Visitors to Lüthy distillery in Canton Aargau, Switzerland, are greeted by the sight of the 1920s, wood-fired, mobile still at the front. You might be forgiven for thinking that Lüthy Distillery is that - it’s not, but it used to be. A portable distillery was not an uncommon sight in Switzerland, I saw one outside a farm one day while it was making apple schnaps - the idea being that in a good year the farmers would call the distillery who would roll up and transform whatever surplus crops there were - apples, pears, cherries, plums and what have you - into something drinkable. But not whisky, as Urs Lüthy explained to me:

Up until 1999 it was illegal to distil starchy staple foods - barley, other cereals or potatoes - due to a 1930s law to combat food shortages that was never repealed.

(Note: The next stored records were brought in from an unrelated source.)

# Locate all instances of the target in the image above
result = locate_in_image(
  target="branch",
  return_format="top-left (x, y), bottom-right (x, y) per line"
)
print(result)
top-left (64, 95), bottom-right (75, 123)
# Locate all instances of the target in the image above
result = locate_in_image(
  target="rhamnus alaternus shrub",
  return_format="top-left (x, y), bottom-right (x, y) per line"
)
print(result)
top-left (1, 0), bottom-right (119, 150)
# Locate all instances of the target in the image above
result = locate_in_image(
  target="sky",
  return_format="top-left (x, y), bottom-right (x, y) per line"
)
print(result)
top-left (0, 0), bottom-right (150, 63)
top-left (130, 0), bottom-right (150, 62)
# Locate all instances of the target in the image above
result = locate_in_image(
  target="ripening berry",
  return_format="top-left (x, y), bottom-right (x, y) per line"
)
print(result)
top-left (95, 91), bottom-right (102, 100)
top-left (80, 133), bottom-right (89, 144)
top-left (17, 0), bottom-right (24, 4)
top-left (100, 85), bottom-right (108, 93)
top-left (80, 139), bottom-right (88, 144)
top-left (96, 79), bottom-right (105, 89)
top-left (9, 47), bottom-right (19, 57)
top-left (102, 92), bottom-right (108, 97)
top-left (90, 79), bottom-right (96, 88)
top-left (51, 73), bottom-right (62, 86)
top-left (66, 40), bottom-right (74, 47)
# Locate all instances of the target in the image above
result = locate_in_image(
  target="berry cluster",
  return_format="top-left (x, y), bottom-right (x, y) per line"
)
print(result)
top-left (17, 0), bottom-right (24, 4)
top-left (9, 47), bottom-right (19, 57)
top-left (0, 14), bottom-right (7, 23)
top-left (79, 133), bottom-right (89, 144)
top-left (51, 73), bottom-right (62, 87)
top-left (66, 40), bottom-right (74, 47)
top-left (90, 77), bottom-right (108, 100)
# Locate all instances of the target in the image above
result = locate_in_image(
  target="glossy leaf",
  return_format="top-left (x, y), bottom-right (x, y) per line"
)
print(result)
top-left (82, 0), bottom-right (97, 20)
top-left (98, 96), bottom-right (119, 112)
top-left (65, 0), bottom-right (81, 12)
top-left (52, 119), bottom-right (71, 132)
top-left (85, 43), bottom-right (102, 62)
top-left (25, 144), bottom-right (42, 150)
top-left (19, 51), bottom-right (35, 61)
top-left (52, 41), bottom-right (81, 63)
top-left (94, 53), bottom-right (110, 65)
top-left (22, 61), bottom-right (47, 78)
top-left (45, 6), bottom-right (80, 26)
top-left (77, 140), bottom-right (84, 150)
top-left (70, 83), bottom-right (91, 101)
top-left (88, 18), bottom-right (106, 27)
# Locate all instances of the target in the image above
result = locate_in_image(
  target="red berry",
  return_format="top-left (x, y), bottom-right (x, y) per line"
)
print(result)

So if anyone offers you a Swiss whisky (there are about 50 Swiss distilleries making whisky at the moment) that is more than 20 years old, there might be something wrong with it.

When he took over the farm, Urs decided that he needed to diversify, like many farmers today. This wasn’t such good news for the cows, who had to leave to make room for the stills. The story recalls the early days of the Scottish and Irish distilling industry, when farms that sidelined in whisky were the norm rather than the exception that they are today. Ballykeefe in Ireland and Kilchoman in Scotland are farm distilleries, while many others started off as farms and later evolved into full-time, legal distilleries.

Lüthy’s production water comes from the mains, and that is the only ingredient that is outsourced.This is very much a ‘grain to glass’ distillery - Urs harvests all his own grain, malts, mashes, ferments, distils, matures, cuts and bottles everything here. He tells me that the barley is harvested already; the corn is still waiting in the flat fields outside that were once part of a large Roman estate in the area.

Urs malts his barley on a shed floor, turning it with a wooden spade in the old ‘monkey shoulder’-inducing style (maltmen tended to have one shoulder bigger than the other after a few years). Mashing and fermenting is done in stainless-steel vessels, and Urs double distils in German Schnaps stills. The stills, 100, 180, and 2 x 250 litres, were made by Holstein of Lake Constance - West Cork Distillery has a couple by the same maker. Though these stills were designed to make fruit alcohol (where the spirit evaporates and condenses many times on its journey upwards), by opening the valves inside the columns Urs can operate them like traditional pot stills.

Maturation is done down the lane in an airy, dunnage-style warehouse but without the natural floor. The spirit lost to evaporation, the angels’ share, is a fairly high 5% here compared to the Scottish 2%, especially today when the internal temperature is somewhere in the low twenties. The whisky is aged in an impressive array of different casks – ex-bourbon, sherry, wine, and ex-whisky casks such as Bowmore and Laphroaig that will lend a smoky nuance to the whisky, all to be sold in special-release batches. 

Urs seems to like to try his hand at everything, like his ‘bourbon-style’ whisky, made with maize and barley, craftily called ‘Böörbon’. He also makes a very tasty rye, spelt (a first for me), and even a rice malt whisky (another first for me - Swiss law places no restrictions on the raw materials, so long as it is a cereal, and rice is one after all). A couple of years ago they helicoptered his other, more modern (even if it doesn’t look it), wood-fired, mobile still onto the Titlis mountain and distilled what was presumably the highest-ever distilled whisky - named ‘3020’ after the altitude.

Filling about 10-25 casks a year, Urs seems remarkably relaxed since he is the only employee at Lüthy distillery - and come to think of it, it’s fairly apt then that the whisky he sells is called ‘Herr Lüthy’. It is still a working farm, by the way, and this is the only distillery I know where you can buy fresh fruit, fresh veg, fresh eggs and fresh whisky all in one go.